For industry chain security, on April 15, the company announced plans to establish a wholly-owned subsidiary—Era Resources Group. Huatai believes this move will help centralize management of raw material supply and further ensure industry chain security.

Commercial vehicles accelerate, intensive signings open new market

Commercial vehicle electrification is another incremental market CATL is accelerating penetration into. Since 2026, the company has signed intensive cooperation agreements with Minyun Group, Suqian Bus, Fuzhou Bus Group, Sanming Transport Group, Yiyun Shares, Shentong Express, Chongqing Logistics Group, Guangzhou Bus Group, Jianlong Group, etc., covering bus, logistics and various commercial scenarios.

Huatai’s prediction model shows power battery shipments will grow from 541GWh in 2025 to 675GWh in 2026, up about 25% year-on-year, with accelerated commercial vehicle electrification being a key driver. Meanwhile, the company continues to promote large-scale mass production and market launch of sodium-ion products, which are suitable for passenger vehicles, commercial vehicles, and energy storage applications, potentially broadening commercial vehicle market penetration.

Positioning for AIDC, upgrading to system solutions provider

Beyond energy storage and commercial vehicles, CATL is laying out a new track with greater imagination. On April 8, Zhongheng Electric announced that CATL intends to invest into its controlling shareholder, with both parties to strategically cooperate in green ICT infrastructure, transportation electrification, and new power systems (computing-power synergy).

Huatai believes this demonstrates CATL is actively positioning in the AIDC (AI Data Center) field and may upgrade from a battery supplier to a system solutions provider, creating a new growth pole. As AI computing infrastructure construction speeds up, demand for energy storage supporting data centers continues to expand. CATL, backed by its storage technology and scale advantages, has first-mover conditions to enter this scenario.

Based on rapid multi-scenario demand growth and rising market share, Huatai raises CATL’s net profit forecasts attributable to shareholders for 2026-2028 to 95.184 billion RMB, 116.182 billion RMB, and 140.578 billion RMB, respectively, for a CAGR of 25% and EPS of 20.86 RMB, 25.46 RMB, and 30.80 RMB.
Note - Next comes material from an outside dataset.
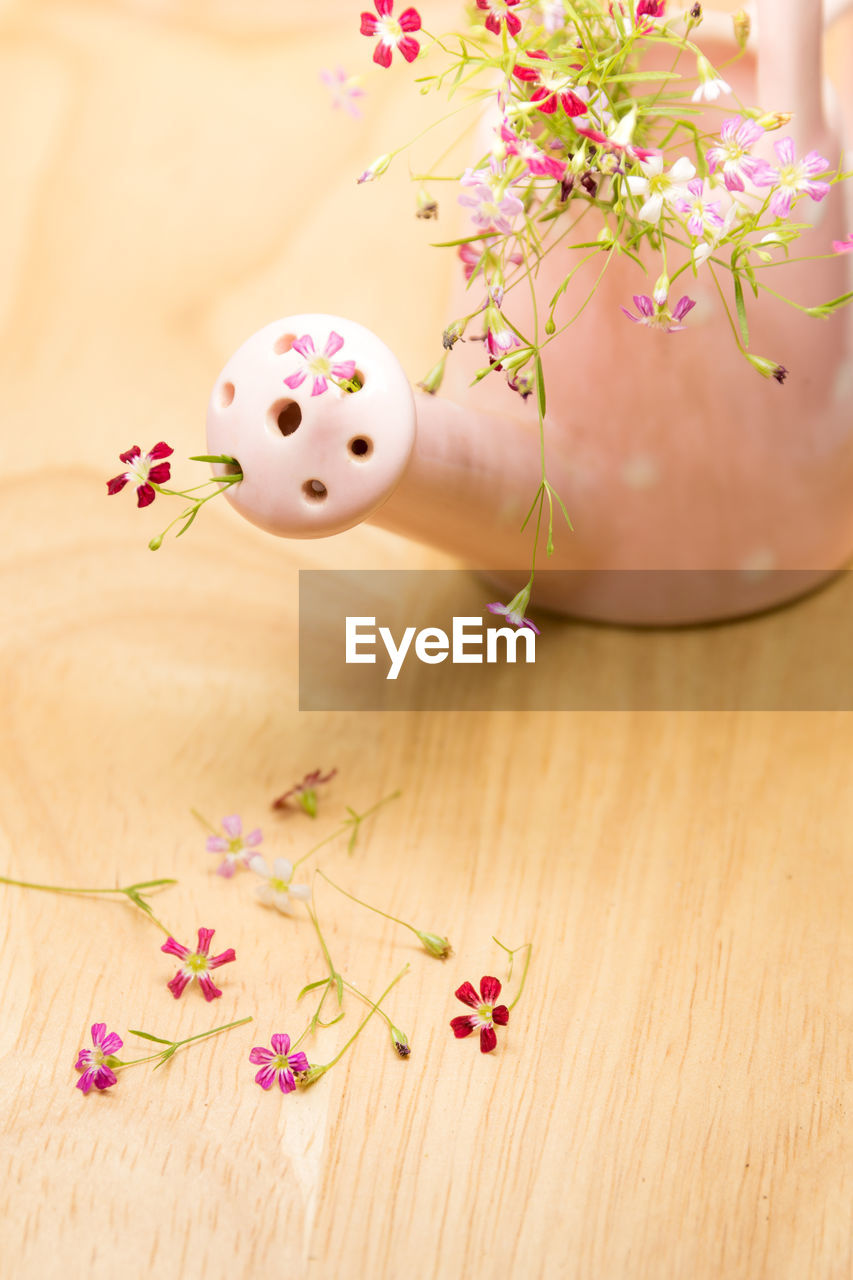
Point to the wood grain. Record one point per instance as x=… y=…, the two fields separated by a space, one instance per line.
x=673 y=1095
In valuation, Huatai references the 2026 Wind consensus PE averages for comparable A/H-share companies at 23.78x and 24.63x, respectively. Given CATL’s steady net margin, continued global share enhancement, and the scarcity premium for leading new energy names in Hong Kong, a PE of 28x and 32x for A/H-shares is given, and target prices raised from previous 525.62 RMB / 639.64 HKD to 583.94 RMB / 766.60 HKD.